Lee Hamilton, former U.S. congressman and member of the Iraq Study Group, which advises the president, spoke at the Fares Center conference. Photo: Tiffany Knight
Hamilton, whose career in Congress included many years on the House Committee on International Relations, recited a litany of failures and missteps by U.S. policymakers, while still trying to retain some hope for eventual resolution.
"It's quite clear to me that President Bush's objectives for the war will not be met," he said, explaining that the effort to achieve regional democratic transformation and elimination of Islamist terrorism has failed.
"The conflict is a stalemate," he said. "The levels of violence, even with the surge, have remained about the same since November." The flare-up of fighting in southern Iraq in late March put at risk the gains made earlier, he noted. "However you cut it, Iraq is still a very violent and very dangerous place."
Hamilton gave the keynote address at the conference, "The United States and the Middle East: What Comes Next After Iraq?" Organized by the Fares Center for Eastern Mediterranean Studies, the two-day event featured panel discussions on topics covering the Gulf, Islamic parties and groups, challenges facing U.S. policy and public diplomacy and the Arab-Israeli conflict, among others.

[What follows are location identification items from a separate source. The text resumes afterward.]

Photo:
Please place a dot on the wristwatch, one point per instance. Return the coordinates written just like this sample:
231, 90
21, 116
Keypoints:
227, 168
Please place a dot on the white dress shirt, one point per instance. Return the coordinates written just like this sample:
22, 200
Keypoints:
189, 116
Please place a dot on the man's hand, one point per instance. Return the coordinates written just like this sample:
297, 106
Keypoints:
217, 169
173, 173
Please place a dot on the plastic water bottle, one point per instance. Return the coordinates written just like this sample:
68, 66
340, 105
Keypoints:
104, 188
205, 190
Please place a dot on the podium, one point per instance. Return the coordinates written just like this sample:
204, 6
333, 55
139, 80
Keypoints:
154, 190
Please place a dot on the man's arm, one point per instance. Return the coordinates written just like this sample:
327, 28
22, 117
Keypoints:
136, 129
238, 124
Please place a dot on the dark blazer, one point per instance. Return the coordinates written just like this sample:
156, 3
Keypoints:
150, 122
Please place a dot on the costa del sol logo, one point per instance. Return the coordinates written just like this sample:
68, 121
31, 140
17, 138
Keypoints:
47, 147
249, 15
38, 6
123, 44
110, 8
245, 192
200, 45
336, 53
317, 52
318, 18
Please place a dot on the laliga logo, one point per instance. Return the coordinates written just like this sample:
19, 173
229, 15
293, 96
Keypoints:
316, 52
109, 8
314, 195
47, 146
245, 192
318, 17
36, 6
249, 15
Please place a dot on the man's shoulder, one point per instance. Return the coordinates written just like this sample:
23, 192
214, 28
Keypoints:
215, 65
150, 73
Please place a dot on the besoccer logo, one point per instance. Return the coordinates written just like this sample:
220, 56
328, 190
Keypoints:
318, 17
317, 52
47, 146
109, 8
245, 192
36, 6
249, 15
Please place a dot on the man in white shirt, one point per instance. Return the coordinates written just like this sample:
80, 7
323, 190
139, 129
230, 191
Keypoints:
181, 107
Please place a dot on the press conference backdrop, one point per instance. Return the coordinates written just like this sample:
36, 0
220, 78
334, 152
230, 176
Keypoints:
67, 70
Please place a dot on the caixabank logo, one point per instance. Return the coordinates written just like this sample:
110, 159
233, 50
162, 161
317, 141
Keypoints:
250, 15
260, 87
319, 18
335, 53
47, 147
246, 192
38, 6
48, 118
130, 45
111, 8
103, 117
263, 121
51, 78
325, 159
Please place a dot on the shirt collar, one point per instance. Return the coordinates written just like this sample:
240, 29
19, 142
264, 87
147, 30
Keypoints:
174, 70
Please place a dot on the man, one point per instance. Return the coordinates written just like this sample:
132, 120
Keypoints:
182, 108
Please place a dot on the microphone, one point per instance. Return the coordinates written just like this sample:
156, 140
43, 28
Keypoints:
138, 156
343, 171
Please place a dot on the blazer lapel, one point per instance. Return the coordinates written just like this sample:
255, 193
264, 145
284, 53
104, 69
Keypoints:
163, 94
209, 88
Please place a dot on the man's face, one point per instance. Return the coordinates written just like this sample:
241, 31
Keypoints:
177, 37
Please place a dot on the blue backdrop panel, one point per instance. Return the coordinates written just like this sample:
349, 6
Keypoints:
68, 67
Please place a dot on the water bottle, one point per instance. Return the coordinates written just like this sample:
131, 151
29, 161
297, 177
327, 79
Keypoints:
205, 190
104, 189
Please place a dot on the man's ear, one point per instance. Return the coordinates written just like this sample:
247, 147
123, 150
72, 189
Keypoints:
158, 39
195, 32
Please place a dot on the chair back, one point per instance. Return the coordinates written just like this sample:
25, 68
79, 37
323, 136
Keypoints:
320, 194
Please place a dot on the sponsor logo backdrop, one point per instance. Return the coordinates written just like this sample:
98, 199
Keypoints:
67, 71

Hamilton laid a good amount of blame for the current state of affairs in Iraq squarely on the Iraqi government. "Iraqi politicians, it seems to me, have squandered the space given to them by American forces," he said. "The big problem, of course, is that the central government is dysfunctional, disorganized, incapable of providing essential services to its people, incapable of providing security."
What the U.S. needs to do, he argued, is to get the Iraqi government to make more progress in many areas, from security to politics to economics. "For reasons that I have never been able to understand, we simply are unwilling to put pressure on Iraqi officials to act decisively," Hamilton said. He notes that Iraqi Prime Minister Nouri al-Maliki clearly understands that he doesn't need to heed U.S. directives-he knows he faces no penalties for ignoring them.
As to the future, Hamilton was not optimistic : "I think the best you can hope for is a somewhat-stable government, well below the high standards of democracy that President Bush sought."
Hamilton suggested that with the right policies, "something like a tolerable stability in Iraq can be achieved, if we sustain support of all kinds-not just the military-for an extended period of time." The United States, he said, should demand Iraqi leaders get their political house in order, "and if they do not, we're leaving, slowly, steadily, surely."
Polls show that Americans want out of Iraq. Still, Hamilton noted, "I think most Americans have concluded that we must leave Iraq responsibly. Not as we arrived: haphazardly, unilaterally, shortsightedly. But it does matter how we leave Iraq. Can we find a responsible path out?" He said that Iraq will require a substantial commitment of U.S. resources for years to come, while also posing the question, "Should we pay the immense cost of this war in light of all kinds of competing priorities?"
Regardless of timetables, Iraq will dominate U.S. foreign policy for years to come, Hamilton said. "I don't know of any single issue that demands more candor, more honesty, more rigorous analysis, more resources, more effective implementation, more clarity of our objectives than our country's role in Iraq."